Based on the results of the study, we can conclude that expanding the diagnostic algorithm for pregnant women with inflammatory and dysbiotic lesions in the lower reproductive tract which comprises incorporation of systemic and local immunity parameters, along with a comprehensive assessment of the vaginal microbiome, opens up opportunities for personalized therapy. Although BV does not pose an immediate threat to life, its treatment, especially during pregnancy, is often ineffective due to physiological immunosuppression and hormonal changes.

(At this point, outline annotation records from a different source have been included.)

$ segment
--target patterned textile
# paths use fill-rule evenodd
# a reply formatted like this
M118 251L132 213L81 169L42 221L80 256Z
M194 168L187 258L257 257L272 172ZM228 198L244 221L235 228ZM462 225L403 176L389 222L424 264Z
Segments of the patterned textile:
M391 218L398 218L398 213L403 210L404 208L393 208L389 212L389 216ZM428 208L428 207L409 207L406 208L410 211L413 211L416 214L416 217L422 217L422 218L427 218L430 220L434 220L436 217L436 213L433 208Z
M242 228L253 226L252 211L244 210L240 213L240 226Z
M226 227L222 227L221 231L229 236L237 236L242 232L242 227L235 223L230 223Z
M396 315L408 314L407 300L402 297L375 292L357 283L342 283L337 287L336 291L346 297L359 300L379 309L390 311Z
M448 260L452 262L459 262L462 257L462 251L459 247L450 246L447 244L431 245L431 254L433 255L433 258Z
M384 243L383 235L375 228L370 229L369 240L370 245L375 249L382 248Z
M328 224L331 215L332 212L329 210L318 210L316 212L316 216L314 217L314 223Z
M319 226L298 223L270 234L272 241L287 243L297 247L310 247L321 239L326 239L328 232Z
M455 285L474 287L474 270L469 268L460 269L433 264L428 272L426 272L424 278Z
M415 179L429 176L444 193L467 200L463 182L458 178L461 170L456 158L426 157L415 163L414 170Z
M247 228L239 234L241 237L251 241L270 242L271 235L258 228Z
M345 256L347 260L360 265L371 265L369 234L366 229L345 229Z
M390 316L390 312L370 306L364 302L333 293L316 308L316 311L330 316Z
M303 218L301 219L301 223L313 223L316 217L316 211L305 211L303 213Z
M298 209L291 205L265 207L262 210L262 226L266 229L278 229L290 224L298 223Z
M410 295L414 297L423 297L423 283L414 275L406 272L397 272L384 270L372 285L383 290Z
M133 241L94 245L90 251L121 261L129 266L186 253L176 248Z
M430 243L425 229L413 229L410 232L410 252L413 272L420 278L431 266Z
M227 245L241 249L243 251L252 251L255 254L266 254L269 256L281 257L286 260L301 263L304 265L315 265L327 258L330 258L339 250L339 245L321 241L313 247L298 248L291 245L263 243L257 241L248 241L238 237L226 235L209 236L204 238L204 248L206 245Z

Furthermore, the obtained results demonstrate the advantages for the treatment of BV by combining antibacterial therapy with the Superlymph immunomodulator and the eubiotic Acylact Duo. This regimen reduced the recurrence rate and prolonged remission duration, proving the implementation of combination therapy into clinical practice for the management of pregnant women with BV. This approach not only alleviates acute symptoms of the disease but also restores normal vaginal microbiota, ensuring a long-lasting therapeutic effect.